Accessibility and Continuity of Care: A Study of Primary Healthcare in Québec : research Report

Key Messages

Generally, users of primary care have a favourable opinion of their experience of care. Organisational and geographical accessibility remain the aspect that is the least favourably perceived by the population. We should be concerned with the fact that residents of urban areas in general, and Montréal in particular, have a poorer perception of their healthcare experience.

The adult population is served by primary care medical clinics that have adopted different organisational forms. In the regions studied, we observe five primary care organisational models, four professional and one community. Professional models—single-provider, contact, coordination and integrated coordination—serve 90% of users. These types of organisations are privately governed, and their objective is to respond to the medical needs of who come to clinic, or of people for whom these clinics are the regular source of care. The community model includes organisations integrated into public healthcare institutions; their goal is to improve the health of the population in a given region. We should keep in mind the following:

  • The professional single-provider model, the “solo physician”, shows the best performance when it comes to perceived experience of care. This finding reminds us that a personal doctor-patient relationship fosters a better experience of care. And yet, solo practice is fading and being replaced by group clinical practice. It is important to preserve the relational character of this practice when reorganising primary care since reforms will undoubtedly lead to more complex and larger organisations.
  • The professional integrated coordination model stands above the other models in all aspects of performance and should be considered for implementation of new models of primary care organisation. This model includes, for the large part, “Family Medicine Groups” (FMG) implemented in the two regions at the time of the study. These highly effective organisations are responsible in part for the integrated coordination model's high ranking when compared with other organisational models. Consequently, our results support ongoing implementation of FMG which, by inserting themselves into existing organisations, seem to contribute to improving the latter's performance.
  • Implementation of “walk-in medical clinics” is not the solution to the current problem of accessibility to primary care. Indeed, organisations that follow the professional contact model and prioritise accessibility of services are shown to be the least performing in all aspects of the experience of care, including accessibility. Accessibility is considered more positive by users of the other professional and community models. Finally, these organisations are poorly integrated into the health services network. Therefore, this model does not represent an organisational basis for primary care reform. Specific efforts must be made to ensure this type of organisation contributes to an overall plan designed to enhance the population's access to primary of services.
  • It is troublesome to note that the professional contact model, which posts the worst performance, includes a significant percentage of FMG and future network clinics (in the accreditation phase in 2005, at the time of the study). Development of emerging types of organisation must be guided by their capacity to improve the performance of primary care.
  • Overall, results converge to demonstrate that apart from the professional contact model, organisational models are equally equitable when it comes to services rendered to clienteles who are disadvantaged on a socio-economic, educational or health level. Nonetheless, our study suggests that certain socio-economic factors have a negative impact on perception of experience of care and reporting unmet healthcare needs, especially among people who perceive themselves as poor or very sick. However, older people and those who are less educated tend to report better experience of care and fewer unmet needs for care.

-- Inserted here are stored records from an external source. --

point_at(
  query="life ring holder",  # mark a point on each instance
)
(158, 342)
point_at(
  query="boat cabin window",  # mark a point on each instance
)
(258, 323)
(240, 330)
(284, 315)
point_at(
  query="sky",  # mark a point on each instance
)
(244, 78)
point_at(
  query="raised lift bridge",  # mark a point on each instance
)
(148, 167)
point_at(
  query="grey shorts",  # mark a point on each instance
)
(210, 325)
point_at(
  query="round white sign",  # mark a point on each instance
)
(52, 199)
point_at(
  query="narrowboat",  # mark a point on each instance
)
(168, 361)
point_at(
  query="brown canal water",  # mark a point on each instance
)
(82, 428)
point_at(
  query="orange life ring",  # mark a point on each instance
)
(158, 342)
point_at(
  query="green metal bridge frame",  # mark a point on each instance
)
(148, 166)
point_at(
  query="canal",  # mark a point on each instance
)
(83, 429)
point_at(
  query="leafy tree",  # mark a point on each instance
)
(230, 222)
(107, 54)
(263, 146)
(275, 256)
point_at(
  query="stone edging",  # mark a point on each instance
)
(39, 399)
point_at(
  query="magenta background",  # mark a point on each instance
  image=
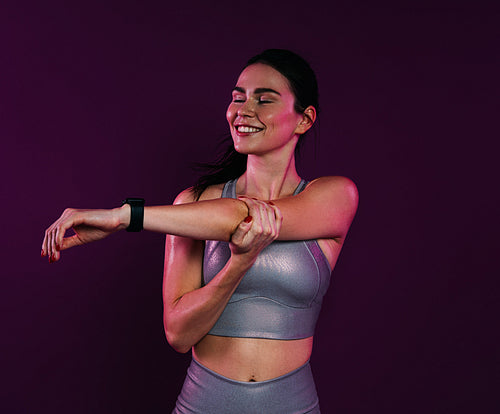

Optimal organisation of primary care in a territory or region should take into consideration historical and contextual factors. It can hardly be based only on a single organisational model. We should remember the following:

  • Greater availability of primary care and specialized resources at a territorial level is not a guarantee that primary care will perform better, especially in terms of the population's experience of care. Superior performance is associated with organisational models and their integration into the healthcare system. This finding suggests that in addition to favouring certain organisational models, reconfiguration of primary care must seek to create coordinated care networks.
  • Models that ensure organisational accountability and patient management, particularly of clienteles with chronic diseases, and that offer a mix of consultation options (e.g., walk-in or by appointment and telephone consultations) seem to be the best way to ensure both accessibility and continuity of care.
  • Rather than having isolated FMG organisations, having a certain number of FMG in a territory appears to have greater impact on the population's experience of care, which suggests an implementation strategy that involves saturating rather than scattering FMG.

Organisational and contextual taxonomies developed in this study allow a better understanding of the organisational realities of primary care. They provide a useful frame of reference for decision makers and administrators who wish to characterise delivery of primary care in the territories and follow their evolution over time. In addition, the knowledge generated by this study can be used to anticipate results of changes to the organisation of PHC.